Müzede o günden beri bunu inceliyorum, hem zihnime hem de zihnime getiriyorum. meditasyon oturumlar ve arıtma uygulama. Sonuç olarak, bazı şeyler benim için çok açık hale geldi:

  1. Samsara'yı düzeltmek mesele değil, ki bu harika çünkü belli ki zaten çalışmıyor. Önümdeki görev samsarayı değiştirmek değil, ona bağlı varlıkların zihinlerindeki değişimi kolaylaştırmak. Her an, canlılara fayda sağlamak, acılarını dindirmek için bir fırsattır. Kabul ediyorum, burada acıyı azaltabilirim ve bu sadece orada ortaya çıkar, ama karma kaybolmadı. Bir fark yaratır. Dünyada kalıcı barışı sağlayamayabilirim. insan
 alem, ama içinde var olan canlıların (benimki dahil) zihinlerinde bir dönüşümü kolaylaştırabilirim. Hissedebilen varlıklara fayda sağlamak, geçici ıstırabı hafifletmekten daha fazlasıdır; bu, varlıkları onun dışına çıkarmakla ilgili.
  2. İnsan alemi bir "yer"den çok bir "sonuç"tur. Her nasılsa, tüm öğretilere rağmen, bunun nedenlerini yaratırsak Dünya gezegenindeki insan yaşamının daha iyi hale gelebileceğini, dolayısıyla canlılara fayda sağlamanın ve dünyayı "daha iyi bir yer" haline getirmenin önemli olduğunu hâlâ düşündüm. Demek istediğim, çok fazla erdem yaratırsam ve bir insan olarak yeniden doğuş yaparsam, kesinlikle şimdi olduğundan daha iyi olacak, değil mi? Ama şimdi bunun ne kadar safça olduğunu görüyorum. Bu gerçekten böyle çalışmıyor, değil mi? Bu alemde doğan varlıklar, bu özel durumu alarak samsara içinde bir sonuç deneyimliyorlar. vücut ve akıl, cehaletin, belaların ve kirlenmişliğin etkisi altındadır. karma. İnsan alemi, daha iyi hale getirmem gereken bir "yer" değil. Gerçek bir fark yaratmak istiyorsam, tamamen farklı bir sonuç için nedenler yaratmaları için başkalarına yardım etmeliyim; samsara içindeki alemlerin hiçbirini içermeyen bir tanesi.
  3. Gerçek bir fark yaratmanın tek yolu, Buda. Sonuç olarak, bu insanın kısıtlamaları ile vücut ve akıl, yeteneklerim ciddi şekilde sınırlı. Sadece bu kadarını yapabilirim çünkü hala samsaradayken sorunun bir parçası olmaya devam ediyorum. Gerçekten, canlıların yaşamlarında kalıcı bir değişiklik yaratmak için yapabileceğim en değerli şey, uyanışı elde etmektir. Her düşüncemi tüketmesi ve her eylemimi yönlendirmesi gereken bu dilek.

Bu öğretileri daha önce duymadığımdan değil, ama bunları araştırıp kendim için gerekçelendirdiğimde şok oldum - bu gerçekten doğru! İnsan alemi, diğer samsara alemleri gibi, is cefa. İnsanların en etkilisinin bile gücü sınırlıdır ve bu hayatın acılarını hafifleterek canlılara fayda sağlamak esas olsa da, meselenin gerçeği şu ki samsara asla işe yaramayacak. olamaz.

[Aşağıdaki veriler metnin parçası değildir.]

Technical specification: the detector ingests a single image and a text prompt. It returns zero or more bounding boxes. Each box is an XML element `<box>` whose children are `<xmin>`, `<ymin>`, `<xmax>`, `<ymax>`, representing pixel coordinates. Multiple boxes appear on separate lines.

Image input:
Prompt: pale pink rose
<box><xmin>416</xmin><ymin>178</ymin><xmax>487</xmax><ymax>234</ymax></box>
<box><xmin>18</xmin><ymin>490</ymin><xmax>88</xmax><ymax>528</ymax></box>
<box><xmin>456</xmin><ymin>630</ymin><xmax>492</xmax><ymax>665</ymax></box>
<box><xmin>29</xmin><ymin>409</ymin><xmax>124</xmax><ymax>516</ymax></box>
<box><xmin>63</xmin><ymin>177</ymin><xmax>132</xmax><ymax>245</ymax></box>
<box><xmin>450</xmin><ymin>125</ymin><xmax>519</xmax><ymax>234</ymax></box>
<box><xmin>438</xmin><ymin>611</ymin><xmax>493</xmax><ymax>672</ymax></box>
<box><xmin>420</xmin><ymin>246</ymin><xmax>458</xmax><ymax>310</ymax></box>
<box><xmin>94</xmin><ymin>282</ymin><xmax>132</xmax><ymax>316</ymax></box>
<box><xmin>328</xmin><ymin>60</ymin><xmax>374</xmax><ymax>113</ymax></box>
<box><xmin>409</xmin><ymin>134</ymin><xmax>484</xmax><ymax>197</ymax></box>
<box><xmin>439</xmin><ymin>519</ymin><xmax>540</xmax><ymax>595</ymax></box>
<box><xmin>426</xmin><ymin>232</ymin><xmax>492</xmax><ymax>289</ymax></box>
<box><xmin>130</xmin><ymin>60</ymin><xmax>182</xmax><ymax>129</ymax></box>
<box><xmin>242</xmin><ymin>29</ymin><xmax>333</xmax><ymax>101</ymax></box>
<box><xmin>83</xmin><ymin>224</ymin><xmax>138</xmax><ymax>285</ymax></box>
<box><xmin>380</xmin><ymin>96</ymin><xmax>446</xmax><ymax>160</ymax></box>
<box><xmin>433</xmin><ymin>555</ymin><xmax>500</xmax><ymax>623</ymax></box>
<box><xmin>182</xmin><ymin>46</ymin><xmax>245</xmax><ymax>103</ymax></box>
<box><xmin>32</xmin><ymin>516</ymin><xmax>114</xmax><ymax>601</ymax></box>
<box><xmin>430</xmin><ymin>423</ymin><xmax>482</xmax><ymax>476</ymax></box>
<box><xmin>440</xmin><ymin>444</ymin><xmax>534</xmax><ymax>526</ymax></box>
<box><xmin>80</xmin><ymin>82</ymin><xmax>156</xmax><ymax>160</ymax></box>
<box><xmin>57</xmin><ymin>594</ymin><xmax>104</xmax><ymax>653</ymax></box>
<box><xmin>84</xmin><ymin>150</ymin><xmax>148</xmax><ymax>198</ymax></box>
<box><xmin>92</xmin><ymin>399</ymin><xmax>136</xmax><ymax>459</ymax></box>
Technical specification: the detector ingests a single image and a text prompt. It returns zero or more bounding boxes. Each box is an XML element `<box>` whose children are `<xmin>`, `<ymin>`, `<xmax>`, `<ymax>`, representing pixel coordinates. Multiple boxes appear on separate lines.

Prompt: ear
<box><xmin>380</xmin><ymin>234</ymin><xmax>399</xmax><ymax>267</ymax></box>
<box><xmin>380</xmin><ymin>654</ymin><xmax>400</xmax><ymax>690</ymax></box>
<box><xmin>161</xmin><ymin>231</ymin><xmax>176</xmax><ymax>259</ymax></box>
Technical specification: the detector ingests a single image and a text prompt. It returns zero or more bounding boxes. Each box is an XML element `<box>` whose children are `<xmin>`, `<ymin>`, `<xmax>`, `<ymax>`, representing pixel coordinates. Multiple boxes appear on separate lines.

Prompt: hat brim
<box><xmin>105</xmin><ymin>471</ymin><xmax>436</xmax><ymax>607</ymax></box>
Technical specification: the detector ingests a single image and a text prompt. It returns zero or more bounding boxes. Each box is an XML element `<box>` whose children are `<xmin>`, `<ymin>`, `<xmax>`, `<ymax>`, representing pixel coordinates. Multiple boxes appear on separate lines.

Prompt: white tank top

Bu onun doğası değil. Ama bu gerçek, umutsuzluğa kapılmak yerine, bana derin ve anlamlı bir amaç verdi; bir yön. Samsara'nın kendisi değişemez. Var olduğu sürece, acı çekmenin doğasında olacaktır, ancak hissedebilen varlıkların zihinleri bunu yapabilir ve isteyecektir. Bu bana yapacak inanılmaz ve anlamlı bir iş bırakıyor; gerçek ve kalıcı bir fark yaratmak için bir fırsat!

Heather Mack Duchscher

Heather Mack Duchscher 2007'den beri Budizm okuyor. İlk olarak Ocak 2012'de Saygıdeğer Chodron'un öğretilerini takip etmeye başladı ve 2013'te Sravasti Manastırı'ndaki inzivalara katılmaya başladı.